October 3, 2024 at 09:03PM
APT37, a North Korean state-sponsored threat actor, has targeted Cambodian organizations with a new campaign called “Shrouded#Sleep.” Through spreading malicious emails related to Cambodian affairs in the Khmer language, APT37 introduces a backdoor called “VeilShell” disguised as shortcut files in an infection routine.

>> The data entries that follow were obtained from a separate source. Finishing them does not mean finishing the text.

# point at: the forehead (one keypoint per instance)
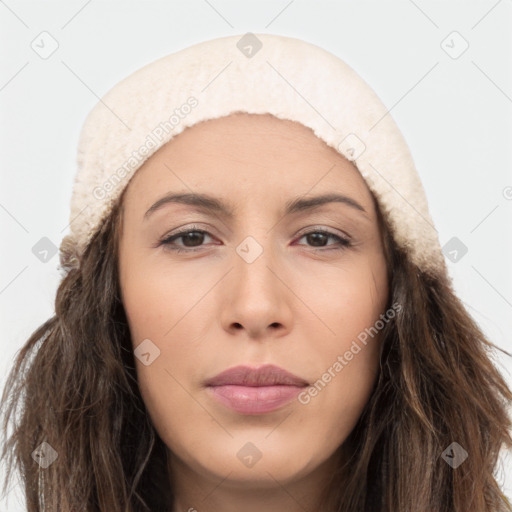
(247, 155)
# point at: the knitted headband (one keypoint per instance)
(254, 73)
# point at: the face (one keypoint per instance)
(257, 283)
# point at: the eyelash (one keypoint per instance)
(343, 242)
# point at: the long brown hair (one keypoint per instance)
(75, 382)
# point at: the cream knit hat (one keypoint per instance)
(254, 73)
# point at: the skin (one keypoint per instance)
(299, 305)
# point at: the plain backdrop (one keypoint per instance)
(443, 69)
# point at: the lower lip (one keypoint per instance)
(254, 400)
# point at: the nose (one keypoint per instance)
(257, 297)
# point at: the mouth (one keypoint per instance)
(249, 390)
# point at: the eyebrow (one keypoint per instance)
(211, 204)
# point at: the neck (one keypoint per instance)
(204, 492)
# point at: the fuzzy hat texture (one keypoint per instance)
(254, 73)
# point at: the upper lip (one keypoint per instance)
(267, 375)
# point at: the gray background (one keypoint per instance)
(453, 108)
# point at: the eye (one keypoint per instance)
(193, 235)
(193, 239)
(319, 236)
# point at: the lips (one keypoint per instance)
(249, 390)
(268, 375)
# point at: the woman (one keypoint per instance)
(255, 312)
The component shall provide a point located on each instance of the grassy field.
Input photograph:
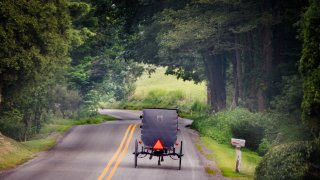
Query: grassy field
(14, 153)
(160, 81)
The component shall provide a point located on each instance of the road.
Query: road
(104, 151)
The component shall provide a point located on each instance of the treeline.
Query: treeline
(259, 55)
(59, 58)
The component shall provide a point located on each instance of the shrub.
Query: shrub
(264, 146)
(156, 96)
(223, 125)
(199, 106)
(174, 96)
(295, 160)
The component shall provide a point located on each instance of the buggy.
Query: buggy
(159, 135)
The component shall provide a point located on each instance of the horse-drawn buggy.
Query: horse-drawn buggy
(158, 135)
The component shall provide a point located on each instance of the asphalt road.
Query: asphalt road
(104, 151)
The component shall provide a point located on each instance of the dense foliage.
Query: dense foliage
(64, 57)
(59, 57)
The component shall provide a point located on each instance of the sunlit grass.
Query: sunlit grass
(224, 155)
(160, 81)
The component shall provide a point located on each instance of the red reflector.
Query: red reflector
(158, 145)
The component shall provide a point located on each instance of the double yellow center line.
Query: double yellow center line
(116, 155)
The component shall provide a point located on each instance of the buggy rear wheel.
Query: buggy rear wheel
(136, 154)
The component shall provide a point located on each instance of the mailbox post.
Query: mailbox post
(238, 143)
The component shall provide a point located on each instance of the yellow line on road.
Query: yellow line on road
(122, 153)
(105, 170)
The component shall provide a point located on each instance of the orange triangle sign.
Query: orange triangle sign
(158, 145)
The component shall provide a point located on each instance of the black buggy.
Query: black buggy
(159, 135)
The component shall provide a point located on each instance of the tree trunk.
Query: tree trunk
(266, 35)
(215, 70)
(239, 65)
(0, 95)
(235, 84)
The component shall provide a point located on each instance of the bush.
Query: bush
(264, 146)
(198, 106)
(295, 160)
(156, 96)
(226, 124)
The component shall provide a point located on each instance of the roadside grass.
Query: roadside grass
(13, 153)
(224, 155)
(159, 81)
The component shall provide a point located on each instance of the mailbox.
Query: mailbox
(238, 142)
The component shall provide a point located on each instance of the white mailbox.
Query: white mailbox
(238, 142)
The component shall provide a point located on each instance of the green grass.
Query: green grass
(14, 153)
(224, 155)
(160, 81)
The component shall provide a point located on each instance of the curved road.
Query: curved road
(104, 151)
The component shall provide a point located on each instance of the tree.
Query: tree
(310, 67)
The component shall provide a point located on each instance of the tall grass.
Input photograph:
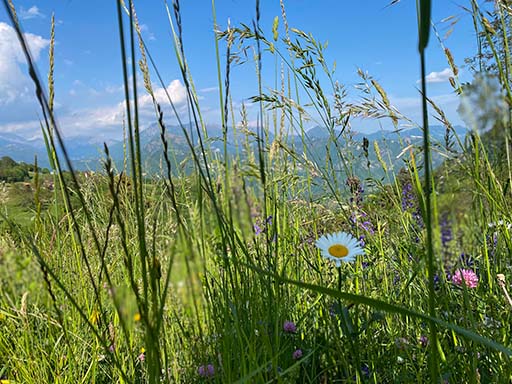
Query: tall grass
(212, 275)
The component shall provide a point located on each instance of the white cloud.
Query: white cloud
(439, 77)
(31, 13)
(411, 107)
(176, 91)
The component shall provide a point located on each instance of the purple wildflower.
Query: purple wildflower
(289, 327)
(408, 197)
(257, 229)
(465, 276)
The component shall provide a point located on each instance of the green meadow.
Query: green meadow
(254, 258)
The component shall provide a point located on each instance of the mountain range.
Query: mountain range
(87, 153)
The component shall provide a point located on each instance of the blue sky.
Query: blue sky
(362, 34)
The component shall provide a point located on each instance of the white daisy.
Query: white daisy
(339, 247)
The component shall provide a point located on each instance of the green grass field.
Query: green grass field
(216, 276)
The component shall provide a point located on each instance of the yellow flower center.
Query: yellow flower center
(338, 250)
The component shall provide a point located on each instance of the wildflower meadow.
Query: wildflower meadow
(260, 255)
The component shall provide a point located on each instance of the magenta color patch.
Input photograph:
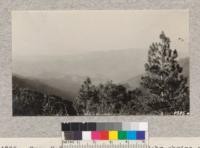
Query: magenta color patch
(95, 135)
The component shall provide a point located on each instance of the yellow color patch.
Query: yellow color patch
(113, 135)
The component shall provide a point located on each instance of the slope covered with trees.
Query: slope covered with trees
(163, 88)
(29, 101)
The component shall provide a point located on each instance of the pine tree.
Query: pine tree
(164, 79)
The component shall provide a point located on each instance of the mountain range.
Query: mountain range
(63, 75)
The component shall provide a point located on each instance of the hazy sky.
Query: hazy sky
(72, 32)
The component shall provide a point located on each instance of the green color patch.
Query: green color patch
(122, 135)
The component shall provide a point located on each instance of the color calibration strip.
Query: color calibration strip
(105, 131)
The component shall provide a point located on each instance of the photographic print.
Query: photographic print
(100, 62)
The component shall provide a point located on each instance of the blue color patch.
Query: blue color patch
(140, 135)
(131, 135)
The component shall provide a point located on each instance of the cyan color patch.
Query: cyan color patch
(131, 135)
(140, 135)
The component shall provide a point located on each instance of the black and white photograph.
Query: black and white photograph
(100, 63)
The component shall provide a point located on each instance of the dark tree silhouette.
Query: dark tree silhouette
(164, 79)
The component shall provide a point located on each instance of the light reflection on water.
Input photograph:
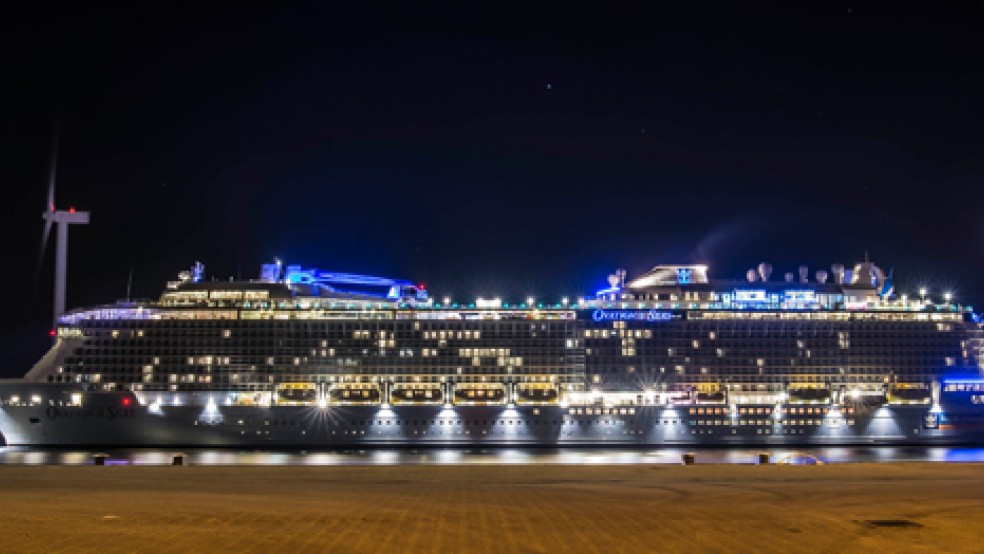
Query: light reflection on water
(488, 456)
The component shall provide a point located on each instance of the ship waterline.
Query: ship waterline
(306, 357)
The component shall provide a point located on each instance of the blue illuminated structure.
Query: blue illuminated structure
(351, 283)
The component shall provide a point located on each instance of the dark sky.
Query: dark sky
(489, 149)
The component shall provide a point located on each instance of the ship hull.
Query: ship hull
(44, 418)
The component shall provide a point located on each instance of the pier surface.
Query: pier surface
(901, 507)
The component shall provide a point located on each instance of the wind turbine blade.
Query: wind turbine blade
(52, 172)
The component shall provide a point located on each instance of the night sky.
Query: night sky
(497, 149)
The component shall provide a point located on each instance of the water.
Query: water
(486, 456)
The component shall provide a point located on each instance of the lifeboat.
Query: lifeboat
(354, 394)
(527, 394)
(417, 395)
(297, 393)
(808, 394)
(909, 393)
(479, 394)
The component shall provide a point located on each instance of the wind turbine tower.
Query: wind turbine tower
(62, 218)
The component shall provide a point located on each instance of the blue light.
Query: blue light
(629, 315)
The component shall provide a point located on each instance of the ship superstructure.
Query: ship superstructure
(303, 356)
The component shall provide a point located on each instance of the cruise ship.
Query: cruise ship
(309, 358)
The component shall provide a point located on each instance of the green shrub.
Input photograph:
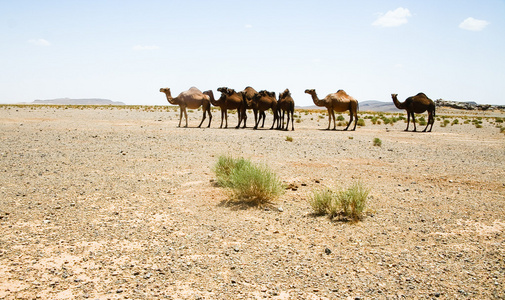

This campaign demonstrates sophisticated persistence and stealth mechanism according to Securonix analysis.
Based on the meeting notes, here are the key takeaways:
1. A state-sponsored threat actor, APT37, has been spreading a new backdoor called “VeilShell,” with a recent campaign targeting Cambodian organizations.
2. The relationship between North Korea and Cambodia is complex, despite historical ties, due to their differing stances on nuclear weapons and aggression towards neighbors.
3. The campaign named “Shrouded#Sleep” is being used by APT37 to target Cambodian organizations through malicious emails in Khmer.
4. The infection routine for Shrouded#Sleep involves concealing the backdoor within Windows shortcuts (.LNK) files, which are disguised as PDFs or Excel files.
5. VeilShell, the backdoor used by APT37, is a multifunctional, PowerShell-based RAT capable of various malicious actions and achieves persistence via AppDomainManager injection.
6. APT37 employs long sleep timers and patience in its attack tactics to ensure stealth and evade detection.
These are the main points extracted from the meeting notes regarding the APT37 campaign and its implications. Let me know if there’s anything else you’d like to focus on or if there are specific action items to address.